Some people, of course, are equally dismayed by this fact. It’s an ongoing local whinge that the tents are overflowing with tourists, hogging seats that should be available to locals. Ok, so who hasn’t thought the same when the doors of a tent have suddenly been closed in their face? Of course we all think we have more right than the next person to be in there. But there’s no doubt that the Oktoberfest has played a large part in establishing Munich’s reputation abroad, which in turn is important for the success of the city’s economy and for its quality of life. You don’t get world-class culture, after all, in a place no one’s heard of.
Yes, the same thing that makes the Oktoberfest great is also the cause of most of its troubles—the fact that it’s something for everyone, regardless of age, sex and nationality, something that can’t be said about many things on this earth.
From a Bavarian point of view, it may well have lost some of its traditional touches.

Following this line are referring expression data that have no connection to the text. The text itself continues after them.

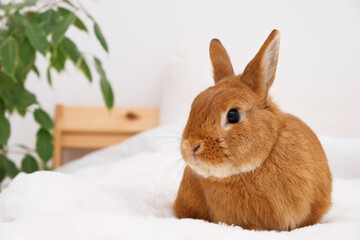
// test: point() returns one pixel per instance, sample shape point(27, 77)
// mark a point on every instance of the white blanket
point(126, 192)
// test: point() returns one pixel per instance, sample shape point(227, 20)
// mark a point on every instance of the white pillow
point(187, 76)
point(329, 109)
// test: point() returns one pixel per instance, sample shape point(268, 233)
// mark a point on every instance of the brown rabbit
point(248, 163)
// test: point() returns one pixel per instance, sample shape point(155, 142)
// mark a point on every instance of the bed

But look at the bigger picture. Think about the Wies’n as an outsider, a foreigner. There’s no denying (and yes, this goes even for those who venture no further than the sweaty interior of the Hofbräuzelt) that the Oktoberfest is quintessentially Bavarian. From the obvious things, such as the food, the drink, the dress and the bands, to the more subtle aspects—the excellent organization, relative lack of trouble and dedication of all involved—it’s utterly unique and totally German. And yet, at the same time, the event is also extremely international and welcoming to people of all races. A fact of which Munich, Bavaria and the entire nation, should be proud. After all, there aren’t many countries in the world that can pull off such a feat. All together now… viva Bavaria!